Processing is carried out based on Article 6 Paragraph 1 Letter f GDPR. The purpose of data processing and our legitimate interest lie in communicating job vacancies in our company to potential candidates.
We also occasionally carry out surveys, for example to assess customer satisfaction. Only customers invited by us are entitled to participate.
Surveys are always carried out anonymously. However, access codes are regularly sent out to customers for participation purposes. These can be attributed to the relevant customer. In the surveys themselves, some personal data is requested. If this is the case, however, submission of such details is voluntary and can be skipped. Processing of personal data is carried out based on Article 6 Paragraph 1 Letter f GDPR. The purpose and our legitimate interest lie in the analysis of customer satisfaction and product improvements.
10. Data area
We provide a data area in which we offer our customers and potential customers various documents for download. These include contract documents and product information, for example. Access is only provided for authorised users.

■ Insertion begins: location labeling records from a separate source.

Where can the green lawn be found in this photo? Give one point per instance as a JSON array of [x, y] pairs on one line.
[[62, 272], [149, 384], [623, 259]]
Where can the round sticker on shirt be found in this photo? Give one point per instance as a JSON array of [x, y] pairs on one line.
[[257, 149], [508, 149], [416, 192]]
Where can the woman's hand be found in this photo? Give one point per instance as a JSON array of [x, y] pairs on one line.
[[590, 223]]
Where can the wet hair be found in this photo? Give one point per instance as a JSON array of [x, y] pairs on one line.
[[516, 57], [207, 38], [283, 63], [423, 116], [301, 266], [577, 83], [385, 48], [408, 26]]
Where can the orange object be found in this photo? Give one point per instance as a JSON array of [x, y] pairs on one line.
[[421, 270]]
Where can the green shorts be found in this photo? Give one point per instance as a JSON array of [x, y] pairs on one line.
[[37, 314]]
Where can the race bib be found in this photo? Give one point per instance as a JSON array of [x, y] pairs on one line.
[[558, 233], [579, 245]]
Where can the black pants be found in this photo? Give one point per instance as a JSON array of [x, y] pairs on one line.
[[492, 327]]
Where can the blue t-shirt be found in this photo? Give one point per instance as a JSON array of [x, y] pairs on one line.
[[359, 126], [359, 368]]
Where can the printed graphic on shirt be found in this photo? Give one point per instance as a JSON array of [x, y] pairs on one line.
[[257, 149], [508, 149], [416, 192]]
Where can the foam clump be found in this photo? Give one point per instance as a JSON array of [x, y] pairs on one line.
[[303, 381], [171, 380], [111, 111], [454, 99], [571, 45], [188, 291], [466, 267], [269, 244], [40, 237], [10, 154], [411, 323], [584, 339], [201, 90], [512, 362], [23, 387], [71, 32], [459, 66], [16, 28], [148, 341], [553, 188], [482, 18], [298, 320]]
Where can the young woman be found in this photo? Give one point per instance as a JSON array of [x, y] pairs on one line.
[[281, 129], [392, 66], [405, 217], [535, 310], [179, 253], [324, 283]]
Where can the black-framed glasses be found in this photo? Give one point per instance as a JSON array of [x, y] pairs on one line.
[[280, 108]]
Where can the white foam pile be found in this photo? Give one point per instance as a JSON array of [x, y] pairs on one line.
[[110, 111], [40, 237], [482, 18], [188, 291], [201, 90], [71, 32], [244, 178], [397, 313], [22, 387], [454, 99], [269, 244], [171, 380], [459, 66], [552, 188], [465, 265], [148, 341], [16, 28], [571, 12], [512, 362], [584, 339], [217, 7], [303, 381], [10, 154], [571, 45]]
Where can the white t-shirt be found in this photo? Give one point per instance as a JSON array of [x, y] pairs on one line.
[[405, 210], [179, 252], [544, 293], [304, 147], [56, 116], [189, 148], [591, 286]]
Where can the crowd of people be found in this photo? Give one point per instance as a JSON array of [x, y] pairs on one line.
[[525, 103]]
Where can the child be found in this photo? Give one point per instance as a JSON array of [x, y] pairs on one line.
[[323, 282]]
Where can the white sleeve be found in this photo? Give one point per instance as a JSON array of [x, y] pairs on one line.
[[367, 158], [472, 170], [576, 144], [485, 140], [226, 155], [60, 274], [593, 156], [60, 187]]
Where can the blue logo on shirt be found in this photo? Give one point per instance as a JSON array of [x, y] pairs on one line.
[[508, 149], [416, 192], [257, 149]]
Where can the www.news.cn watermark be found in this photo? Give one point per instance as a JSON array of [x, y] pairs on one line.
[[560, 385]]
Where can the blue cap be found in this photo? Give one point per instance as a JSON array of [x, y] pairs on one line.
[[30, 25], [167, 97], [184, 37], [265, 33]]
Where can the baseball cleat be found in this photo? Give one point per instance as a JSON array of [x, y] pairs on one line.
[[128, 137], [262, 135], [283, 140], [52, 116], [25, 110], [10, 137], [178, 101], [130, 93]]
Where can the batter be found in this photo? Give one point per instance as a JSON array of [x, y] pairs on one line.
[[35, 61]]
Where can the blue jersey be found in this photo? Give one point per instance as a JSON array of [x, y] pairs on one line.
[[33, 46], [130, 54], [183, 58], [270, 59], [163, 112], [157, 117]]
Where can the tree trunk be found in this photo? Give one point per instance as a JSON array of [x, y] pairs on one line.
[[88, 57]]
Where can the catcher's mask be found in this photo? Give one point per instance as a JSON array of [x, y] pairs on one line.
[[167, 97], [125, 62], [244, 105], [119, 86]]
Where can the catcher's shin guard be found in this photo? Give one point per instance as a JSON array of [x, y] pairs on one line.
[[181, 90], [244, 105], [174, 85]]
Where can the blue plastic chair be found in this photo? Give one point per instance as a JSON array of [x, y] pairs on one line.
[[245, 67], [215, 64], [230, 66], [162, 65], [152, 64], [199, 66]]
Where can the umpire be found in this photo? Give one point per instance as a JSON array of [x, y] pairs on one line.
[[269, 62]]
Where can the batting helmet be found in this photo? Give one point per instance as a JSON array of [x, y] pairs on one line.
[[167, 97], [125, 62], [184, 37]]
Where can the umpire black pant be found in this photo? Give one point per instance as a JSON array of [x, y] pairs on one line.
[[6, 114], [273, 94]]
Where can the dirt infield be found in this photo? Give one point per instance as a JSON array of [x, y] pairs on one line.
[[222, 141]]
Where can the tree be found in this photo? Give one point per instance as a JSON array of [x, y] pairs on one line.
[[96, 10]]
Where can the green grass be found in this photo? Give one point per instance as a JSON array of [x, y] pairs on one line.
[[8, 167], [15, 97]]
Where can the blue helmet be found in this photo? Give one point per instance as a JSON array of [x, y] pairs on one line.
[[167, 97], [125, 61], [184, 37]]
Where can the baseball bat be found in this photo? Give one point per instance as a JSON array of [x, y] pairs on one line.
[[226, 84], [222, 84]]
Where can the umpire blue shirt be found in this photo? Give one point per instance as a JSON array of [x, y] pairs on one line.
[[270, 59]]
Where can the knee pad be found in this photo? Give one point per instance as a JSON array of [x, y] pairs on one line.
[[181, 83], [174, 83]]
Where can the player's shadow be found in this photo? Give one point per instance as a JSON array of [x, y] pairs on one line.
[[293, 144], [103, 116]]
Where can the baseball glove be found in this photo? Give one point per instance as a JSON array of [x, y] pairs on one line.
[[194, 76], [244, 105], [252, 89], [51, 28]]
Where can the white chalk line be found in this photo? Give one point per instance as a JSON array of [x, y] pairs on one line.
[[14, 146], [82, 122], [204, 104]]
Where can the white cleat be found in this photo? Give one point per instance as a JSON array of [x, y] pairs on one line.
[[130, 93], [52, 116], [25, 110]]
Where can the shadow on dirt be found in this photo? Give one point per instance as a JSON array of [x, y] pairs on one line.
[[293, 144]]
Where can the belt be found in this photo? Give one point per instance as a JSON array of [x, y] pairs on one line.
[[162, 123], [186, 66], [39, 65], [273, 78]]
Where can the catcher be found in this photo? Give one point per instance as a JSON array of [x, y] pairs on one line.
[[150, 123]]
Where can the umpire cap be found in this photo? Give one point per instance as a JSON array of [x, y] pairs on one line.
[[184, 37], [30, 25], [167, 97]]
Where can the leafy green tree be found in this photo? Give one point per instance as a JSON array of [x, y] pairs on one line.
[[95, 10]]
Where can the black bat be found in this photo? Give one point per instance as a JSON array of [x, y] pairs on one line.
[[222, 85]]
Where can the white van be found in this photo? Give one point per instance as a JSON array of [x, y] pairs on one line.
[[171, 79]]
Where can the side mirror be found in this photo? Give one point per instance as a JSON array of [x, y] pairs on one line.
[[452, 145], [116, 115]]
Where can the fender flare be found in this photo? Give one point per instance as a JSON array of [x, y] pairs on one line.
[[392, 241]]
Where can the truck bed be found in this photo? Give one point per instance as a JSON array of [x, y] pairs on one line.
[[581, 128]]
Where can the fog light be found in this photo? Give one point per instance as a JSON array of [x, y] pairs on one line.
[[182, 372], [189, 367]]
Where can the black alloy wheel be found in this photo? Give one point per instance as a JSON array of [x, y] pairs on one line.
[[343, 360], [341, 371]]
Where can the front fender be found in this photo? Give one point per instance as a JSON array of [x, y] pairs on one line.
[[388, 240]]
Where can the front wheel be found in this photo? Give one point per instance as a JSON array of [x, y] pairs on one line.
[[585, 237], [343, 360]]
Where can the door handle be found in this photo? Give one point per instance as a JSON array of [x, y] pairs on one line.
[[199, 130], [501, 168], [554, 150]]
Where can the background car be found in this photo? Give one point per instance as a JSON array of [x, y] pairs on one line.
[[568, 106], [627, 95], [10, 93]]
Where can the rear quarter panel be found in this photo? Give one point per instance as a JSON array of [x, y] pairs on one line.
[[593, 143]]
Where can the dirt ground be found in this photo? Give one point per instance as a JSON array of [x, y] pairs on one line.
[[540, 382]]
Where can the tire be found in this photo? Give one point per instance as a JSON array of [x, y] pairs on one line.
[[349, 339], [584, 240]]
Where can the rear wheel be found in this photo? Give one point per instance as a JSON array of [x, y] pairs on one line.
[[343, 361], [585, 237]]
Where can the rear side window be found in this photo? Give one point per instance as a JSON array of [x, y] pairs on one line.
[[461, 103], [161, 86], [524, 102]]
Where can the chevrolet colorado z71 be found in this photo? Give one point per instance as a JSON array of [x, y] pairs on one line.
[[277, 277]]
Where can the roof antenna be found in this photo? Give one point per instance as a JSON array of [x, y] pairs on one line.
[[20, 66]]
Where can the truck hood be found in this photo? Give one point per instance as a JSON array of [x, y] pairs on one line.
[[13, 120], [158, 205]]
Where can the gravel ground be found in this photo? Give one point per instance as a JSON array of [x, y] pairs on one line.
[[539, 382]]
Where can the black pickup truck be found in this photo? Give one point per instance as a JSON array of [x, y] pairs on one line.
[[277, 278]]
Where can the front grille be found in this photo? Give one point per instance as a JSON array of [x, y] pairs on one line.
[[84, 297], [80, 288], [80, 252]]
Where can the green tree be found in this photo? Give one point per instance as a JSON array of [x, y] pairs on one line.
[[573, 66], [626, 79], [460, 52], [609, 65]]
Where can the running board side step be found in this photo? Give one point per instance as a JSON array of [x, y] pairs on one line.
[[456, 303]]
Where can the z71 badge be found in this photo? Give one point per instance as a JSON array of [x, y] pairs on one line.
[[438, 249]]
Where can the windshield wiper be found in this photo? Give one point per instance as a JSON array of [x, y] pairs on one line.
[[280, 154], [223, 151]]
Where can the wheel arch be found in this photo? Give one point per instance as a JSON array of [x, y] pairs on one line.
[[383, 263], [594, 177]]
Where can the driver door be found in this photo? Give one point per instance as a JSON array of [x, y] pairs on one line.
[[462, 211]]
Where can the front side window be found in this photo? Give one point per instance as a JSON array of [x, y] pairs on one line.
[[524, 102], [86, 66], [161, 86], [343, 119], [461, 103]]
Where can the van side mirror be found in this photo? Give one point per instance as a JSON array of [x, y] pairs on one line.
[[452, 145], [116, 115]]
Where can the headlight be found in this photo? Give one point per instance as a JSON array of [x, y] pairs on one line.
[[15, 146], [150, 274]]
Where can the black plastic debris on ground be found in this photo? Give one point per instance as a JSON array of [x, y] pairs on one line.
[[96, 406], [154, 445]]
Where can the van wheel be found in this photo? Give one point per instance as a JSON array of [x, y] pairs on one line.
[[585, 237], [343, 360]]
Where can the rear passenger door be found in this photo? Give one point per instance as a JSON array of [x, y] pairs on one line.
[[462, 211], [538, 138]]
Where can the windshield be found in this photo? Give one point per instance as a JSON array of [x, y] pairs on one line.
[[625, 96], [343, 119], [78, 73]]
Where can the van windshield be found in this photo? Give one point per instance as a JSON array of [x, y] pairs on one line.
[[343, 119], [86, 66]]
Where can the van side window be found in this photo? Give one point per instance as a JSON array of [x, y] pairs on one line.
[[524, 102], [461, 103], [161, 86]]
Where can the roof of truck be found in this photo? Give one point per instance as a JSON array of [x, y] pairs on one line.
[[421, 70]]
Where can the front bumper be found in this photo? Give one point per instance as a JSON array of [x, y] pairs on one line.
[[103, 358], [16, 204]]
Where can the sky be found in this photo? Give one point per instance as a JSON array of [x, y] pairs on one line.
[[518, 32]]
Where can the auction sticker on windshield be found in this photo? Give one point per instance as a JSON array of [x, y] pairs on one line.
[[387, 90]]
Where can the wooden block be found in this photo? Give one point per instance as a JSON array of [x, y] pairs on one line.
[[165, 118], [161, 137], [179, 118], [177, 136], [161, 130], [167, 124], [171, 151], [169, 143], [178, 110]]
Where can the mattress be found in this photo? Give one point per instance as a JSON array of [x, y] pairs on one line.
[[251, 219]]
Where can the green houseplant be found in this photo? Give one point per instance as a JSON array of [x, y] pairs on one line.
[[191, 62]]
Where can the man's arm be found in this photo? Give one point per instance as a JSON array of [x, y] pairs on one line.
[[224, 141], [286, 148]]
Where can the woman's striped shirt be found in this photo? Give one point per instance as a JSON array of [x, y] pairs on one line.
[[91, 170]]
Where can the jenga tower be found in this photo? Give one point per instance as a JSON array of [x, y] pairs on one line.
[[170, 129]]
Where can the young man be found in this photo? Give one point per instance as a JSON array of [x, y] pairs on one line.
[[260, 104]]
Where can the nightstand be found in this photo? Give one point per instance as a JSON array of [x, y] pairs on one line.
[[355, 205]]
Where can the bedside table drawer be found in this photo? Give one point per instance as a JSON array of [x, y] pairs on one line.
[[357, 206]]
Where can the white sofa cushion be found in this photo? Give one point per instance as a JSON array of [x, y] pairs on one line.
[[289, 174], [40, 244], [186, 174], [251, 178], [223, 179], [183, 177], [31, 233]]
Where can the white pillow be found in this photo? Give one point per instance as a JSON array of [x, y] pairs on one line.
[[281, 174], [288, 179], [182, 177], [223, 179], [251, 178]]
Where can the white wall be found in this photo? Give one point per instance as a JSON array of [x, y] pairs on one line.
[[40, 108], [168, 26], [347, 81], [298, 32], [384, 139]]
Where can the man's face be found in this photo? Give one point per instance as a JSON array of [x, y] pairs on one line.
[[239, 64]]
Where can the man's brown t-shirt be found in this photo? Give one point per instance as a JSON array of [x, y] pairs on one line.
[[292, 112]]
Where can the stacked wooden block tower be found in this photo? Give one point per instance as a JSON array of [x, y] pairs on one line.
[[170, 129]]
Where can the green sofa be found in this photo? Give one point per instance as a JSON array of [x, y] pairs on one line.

We process the following data for the purpose of access control: e-mail address, user name.
Processing of personal data is carried out based on Article 6 Paragraph 1 Letter f GDPR. The purpose and our legitimate interest lie in contract initiation, the provision of relevant documents and the prevention of unauthorised access to uploaded documents.
Information on your right to object according to Article 21a General Data Protection Regulation (GDPR)
You have the right at any time to object to personal data relating to you being processed based on Article 6 Paragraph 1 Letter f GDPR on grounds relating to your particular situation (data processing based on a balancing of interests); this also applies to any profiling based on this provision as defined by Article 4 No. 4 GDPR.
If you file an objection, we will no longer process your personal data, unless we can prove compelling, legitimate grounds for processing which override your interests, rights and freedoms or if the processing serves the enforcement, exercise or defence of legal rights.
In individual cases, we process your personal data for the purpose of direct advertising. You have the right at any time to object to the processing of personal data relating to you for the purpose of such advertising; this also applies to profiling insofar as it is has to do with such direct advertising.
If you object to the processing of data for the purpose of direct advertising, we will no longer process your personal data for this purpose.
There are no particular formal requirements for filing the objection; if possible it should be sent to the contacts specified above in Section 1 and 2 under Part I – General of this data protection notice.